Leonie handed the cigarette back to Aliza and asked, “Did you bring the newspaper?” The nurse nodded and unfolded the broadsheet she had in her pocket. She had to smuggle the papers into camp; the British preferred to keep the immigrants ignorant of the conflicts swirling around them, though of course, the news seeped in daily in spite of regulations.
Aliza ran her eyes up and down the front page, searching for a story to read aloud. She stuck to pieces about milk production, or reviews of plays and concerts, or heartwarming accounts of holiday festivities; nothing she thought might cause Leonie to frown or, God forbid, weep.
Leonie no longer had to ask Aliza to slow down as she read. As long as people didn’t mumble or speak too fast, she understood what they said. The written word was another story; on the page, she could barely puzzle out “pioneer,” which had been one of the first Hebrew words she learned in the DP camp. Two eager young men from Palestine had pursued her and spoken with breathless passion about how she could take part in building a homeland. She was enchanted by the promise of a fresh start and by the idea that she was needed.
But from the moment Leonie had gotten on the boat, she knew that she had added a new fraud to her portfolio.
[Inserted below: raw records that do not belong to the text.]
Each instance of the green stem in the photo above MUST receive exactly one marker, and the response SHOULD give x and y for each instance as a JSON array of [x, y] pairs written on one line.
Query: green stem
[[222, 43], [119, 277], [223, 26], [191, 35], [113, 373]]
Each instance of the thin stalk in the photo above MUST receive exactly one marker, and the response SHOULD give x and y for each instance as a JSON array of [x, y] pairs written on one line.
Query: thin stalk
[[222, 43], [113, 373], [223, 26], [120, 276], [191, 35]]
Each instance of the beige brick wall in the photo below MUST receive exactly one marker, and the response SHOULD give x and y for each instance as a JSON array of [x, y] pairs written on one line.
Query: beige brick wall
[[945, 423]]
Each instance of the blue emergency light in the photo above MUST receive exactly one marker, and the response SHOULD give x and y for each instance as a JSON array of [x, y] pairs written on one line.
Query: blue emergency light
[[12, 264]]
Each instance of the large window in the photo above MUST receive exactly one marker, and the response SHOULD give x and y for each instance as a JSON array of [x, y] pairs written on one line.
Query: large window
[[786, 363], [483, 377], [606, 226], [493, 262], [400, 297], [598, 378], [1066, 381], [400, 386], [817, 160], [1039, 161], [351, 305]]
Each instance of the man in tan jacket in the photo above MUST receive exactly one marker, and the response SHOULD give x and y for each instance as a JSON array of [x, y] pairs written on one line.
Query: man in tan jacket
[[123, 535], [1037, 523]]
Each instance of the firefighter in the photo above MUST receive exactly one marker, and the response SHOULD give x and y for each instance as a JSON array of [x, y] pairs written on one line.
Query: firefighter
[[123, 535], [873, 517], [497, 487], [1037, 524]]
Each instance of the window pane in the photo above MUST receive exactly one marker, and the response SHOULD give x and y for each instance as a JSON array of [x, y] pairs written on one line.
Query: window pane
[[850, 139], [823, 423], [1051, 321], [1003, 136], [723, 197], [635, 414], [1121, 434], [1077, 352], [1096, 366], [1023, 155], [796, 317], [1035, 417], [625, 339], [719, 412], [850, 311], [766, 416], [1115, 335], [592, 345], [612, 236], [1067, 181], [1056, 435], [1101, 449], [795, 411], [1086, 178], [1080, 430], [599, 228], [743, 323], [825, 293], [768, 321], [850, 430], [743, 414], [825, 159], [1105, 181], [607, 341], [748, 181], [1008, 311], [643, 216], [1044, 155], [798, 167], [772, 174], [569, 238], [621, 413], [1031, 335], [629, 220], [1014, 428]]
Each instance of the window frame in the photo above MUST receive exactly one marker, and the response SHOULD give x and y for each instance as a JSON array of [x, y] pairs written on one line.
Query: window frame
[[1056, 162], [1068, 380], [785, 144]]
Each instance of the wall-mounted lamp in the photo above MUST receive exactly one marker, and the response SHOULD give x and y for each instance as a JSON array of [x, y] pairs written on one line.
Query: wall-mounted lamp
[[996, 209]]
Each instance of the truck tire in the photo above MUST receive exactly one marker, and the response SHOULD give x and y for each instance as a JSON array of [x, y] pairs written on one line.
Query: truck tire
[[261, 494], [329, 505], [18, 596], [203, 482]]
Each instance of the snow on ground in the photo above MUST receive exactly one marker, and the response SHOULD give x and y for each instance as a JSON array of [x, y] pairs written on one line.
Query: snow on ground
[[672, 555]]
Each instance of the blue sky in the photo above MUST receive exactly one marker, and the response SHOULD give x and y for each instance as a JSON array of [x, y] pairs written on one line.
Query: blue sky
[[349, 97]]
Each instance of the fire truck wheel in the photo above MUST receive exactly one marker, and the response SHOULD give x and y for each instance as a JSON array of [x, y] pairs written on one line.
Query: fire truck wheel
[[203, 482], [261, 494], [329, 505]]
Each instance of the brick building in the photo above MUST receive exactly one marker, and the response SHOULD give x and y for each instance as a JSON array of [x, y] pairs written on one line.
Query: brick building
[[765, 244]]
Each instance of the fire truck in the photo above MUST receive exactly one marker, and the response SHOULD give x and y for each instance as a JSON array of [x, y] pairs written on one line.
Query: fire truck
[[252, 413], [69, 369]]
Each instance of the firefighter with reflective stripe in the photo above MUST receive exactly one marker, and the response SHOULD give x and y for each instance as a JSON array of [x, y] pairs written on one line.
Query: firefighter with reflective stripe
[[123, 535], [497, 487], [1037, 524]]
She was surrounded by people who knew the lyrics to countless Zionist songs and seemed to have the map of Palestine committed to memory. After two months, Leonie was still confused about the geography of the country. Was Jerusalem on the other side of the mountains in the east? Was it cold in the north of the country? Could it possibly be any hotter in the south? She was too ashamed to ask anyone.
Her clearest ideas about the landscape and life of Palestine came from Aliza’s descriptions of Haifa. Leonie glanced over at her unlikely friend, who was reading an article about a proposal for growing pineapples in the Jezreel Valley.
Aliza was older than Leonie by nearly thirty years. She wore thick-soled black shoes and olive green socks with her white uniform. A disaster of freckles covered her broad cheeks and wide nose, which had no acquaintance with powder. She was a bighearted woman who loved to talk about herself.
Leonie could picture the steep streets that wound up the hill to where Aliza lived with her husband, Sig, a bus driver, in an apartment with views of the sparkling sea. Leonie knew the names of the Arab markets that had the best cheese, and which bakeries sold the best bread, because the high point of Aliza’s week was the elaborate Saturday luncheon she made for an ever-changing cast of cousins and nephews, uncles, aunts, and nieces, served at a wrought iron table on a tiny balcony, filled with flowers.
“Who came to lunch last week?” Leonie asked. “Did Uncle Ofer pick another fight with your brother-in-law?”